Which medications are used to control the motor symptoms of Parkinson disease (PD)?

Updated: Aug 29, 2019
  • Author: Robert A Hauser, MD, MBA; Chief Editor: Selim R Benbadis, MD  more...
  • Print

Levodopa coupled with a peripheral decarboxylase inhibitor (PDI), such as carbidopa, remains the gold standard of symptomatic treatment of motor features of Parkinson disease. It provides the greatest antiparkinsonian benefit with the fewest adverse effects in the short term. However, its long-term use is associated with the development of fluctuations and dyskinesias. Moreover, the disease continues to progress, and patients accumulate long-term disability. (See Treatment.)

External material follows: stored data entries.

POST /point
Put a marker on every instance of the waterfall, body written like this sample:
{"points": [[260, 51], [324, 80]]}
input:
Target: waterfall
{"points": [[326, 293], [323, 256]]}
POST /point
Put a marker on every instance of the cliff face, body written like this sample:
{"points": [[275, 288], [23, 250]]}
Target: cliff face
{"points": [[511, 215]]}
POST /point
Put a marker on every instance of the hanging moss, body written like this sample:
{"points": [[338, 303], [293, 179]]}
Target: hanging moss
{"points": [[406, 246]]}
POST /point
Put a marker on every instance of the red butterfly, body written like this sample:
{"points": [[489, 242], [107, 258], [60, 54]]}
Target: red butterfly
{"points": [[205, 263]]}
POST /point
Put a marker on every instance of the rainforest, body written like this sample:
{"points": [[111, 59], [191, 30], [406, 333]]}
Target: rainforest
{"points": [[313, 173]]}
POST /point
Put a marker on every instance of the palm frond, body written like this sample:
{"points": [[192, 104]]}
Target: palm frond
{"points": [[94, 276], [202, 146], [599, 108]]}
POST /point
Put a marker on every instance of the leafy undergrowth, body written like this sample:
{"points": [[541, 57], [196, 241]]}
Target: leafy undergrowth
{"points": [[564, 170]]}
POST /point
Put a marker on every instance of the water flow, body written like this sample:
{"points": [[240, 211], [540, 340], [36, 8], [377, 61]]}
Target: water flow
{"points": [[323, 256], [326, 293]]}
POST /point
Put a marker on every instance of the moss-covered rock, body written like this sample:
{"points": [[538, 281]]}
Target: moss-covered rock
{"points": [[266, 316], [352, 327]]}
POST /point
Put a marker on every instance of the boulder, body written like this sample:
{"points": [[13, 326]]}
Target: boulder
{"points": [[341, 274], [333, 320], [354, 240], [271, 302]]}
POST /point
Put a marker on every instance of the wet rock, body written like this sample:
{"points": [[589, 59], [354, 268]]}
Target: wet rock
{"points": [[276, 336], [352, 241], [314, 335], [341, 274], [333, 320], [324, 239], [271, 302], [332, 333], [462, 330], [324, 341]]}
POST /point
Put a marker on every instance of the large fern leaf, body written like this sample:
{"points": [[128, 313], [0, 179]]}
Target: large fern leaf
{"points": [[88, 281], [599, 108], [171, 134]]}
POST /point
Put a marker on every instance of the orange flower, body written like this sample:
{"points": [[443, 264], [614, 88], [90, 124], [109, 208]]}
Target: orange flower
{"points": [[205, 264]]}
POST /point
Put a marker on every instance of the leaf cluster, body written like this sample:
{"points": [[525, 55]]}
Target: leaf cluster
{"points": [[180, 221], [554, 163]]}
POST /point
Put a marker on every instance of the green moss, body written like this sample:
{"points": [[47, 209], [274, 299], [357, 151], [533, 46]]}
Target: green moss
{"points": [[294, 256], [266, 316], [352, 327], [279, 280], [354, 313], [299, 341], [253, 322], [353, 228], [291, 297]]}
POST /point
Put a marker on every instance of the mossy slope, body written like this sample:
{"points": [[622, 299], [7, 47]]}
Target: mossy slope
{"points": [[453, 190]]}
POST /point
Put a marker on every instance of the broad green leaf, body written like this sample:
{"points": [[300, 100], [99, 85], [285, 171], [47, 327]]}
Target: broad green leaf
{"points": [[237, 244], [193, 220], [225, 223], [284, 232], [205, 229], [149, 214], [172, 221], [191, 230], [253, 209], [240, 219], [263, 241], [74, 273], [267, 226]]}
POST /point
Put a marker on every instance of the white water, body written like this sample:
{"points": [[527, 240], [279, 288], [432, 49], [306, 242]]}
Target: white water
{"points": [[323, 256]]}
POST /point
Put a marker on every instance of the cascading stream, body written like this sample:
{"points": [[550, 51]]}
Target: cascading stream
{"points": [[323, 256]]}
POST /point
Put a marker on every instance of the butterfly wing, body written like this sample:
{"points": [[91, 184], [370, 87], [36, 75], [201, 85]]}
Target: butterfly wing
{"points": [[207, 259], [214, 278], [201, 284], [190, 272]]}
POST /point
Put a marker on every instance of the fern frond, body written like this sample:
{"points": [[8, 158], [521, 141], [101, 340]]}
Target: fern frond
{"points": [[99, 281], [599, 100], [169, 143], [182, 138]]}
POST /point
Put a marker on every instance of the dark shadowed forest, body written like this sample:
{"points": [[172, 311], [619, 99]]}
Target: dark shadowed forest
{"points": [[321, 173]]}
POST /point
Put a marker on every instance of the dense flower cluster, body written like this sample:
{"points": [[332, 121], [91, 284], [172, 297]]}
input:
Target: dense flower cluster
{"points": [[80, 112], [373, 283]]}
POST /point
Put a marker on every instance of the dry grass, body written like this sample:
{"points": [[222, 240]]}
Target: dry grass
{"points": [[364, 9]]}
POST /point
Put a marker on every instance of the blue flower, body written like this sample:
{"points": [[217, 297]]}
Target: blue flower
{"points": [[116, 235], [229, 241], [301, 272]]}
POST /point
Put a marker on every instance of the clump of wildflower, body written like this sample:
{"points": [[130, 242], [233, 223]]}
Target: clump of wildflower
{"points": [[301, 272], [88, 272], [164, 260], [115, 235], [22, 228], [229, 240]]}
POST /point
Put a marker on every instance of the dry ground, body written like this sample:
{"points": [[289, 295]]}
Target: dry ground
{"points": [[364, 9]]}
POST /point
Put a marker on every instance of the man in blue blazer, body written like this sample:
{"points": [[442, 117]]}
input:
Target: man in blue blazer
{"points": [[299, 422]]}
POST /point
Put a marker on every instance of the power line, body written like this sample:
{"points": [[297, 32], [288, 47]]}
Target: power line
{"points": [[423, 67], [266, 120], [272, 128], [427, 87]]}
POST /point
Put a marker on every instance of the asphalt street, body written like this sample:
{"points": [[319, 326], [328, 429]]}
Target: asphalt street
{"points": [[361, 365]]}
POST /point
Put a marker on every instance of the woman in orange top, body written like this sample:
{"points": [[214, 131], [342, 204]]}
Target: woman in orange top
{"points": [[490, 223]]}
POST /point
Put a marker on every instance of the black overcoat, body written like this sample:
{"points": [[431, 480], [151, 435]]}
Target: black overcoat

Dopamine agonists such as pramipexole (Mirapex) and ropinirole (Requip) can be used as monotherapy to improve symptoms in early Parkinson disease or as adjuncts to levodopa in patients who are experiencing motor fluctuations. Monoamine oxidase (MAO)-B inhibitors, such as selegiline (Eldepryl) and rasagiline (Azilect) provide mild benefit as monotherapy in early disease and as adjuncts to levodopa in patients with motor fluctuations. (See Medication.) Entacapone (Comtan), a catechol-o-methyltransferase (COMT) inhibitor, reduces the peripheral metabolism of levodopa, thereby making more levodopa available to enter the brain over a longer period; this agent is used as an adjunct to levodopa in patients with motor fluctuations.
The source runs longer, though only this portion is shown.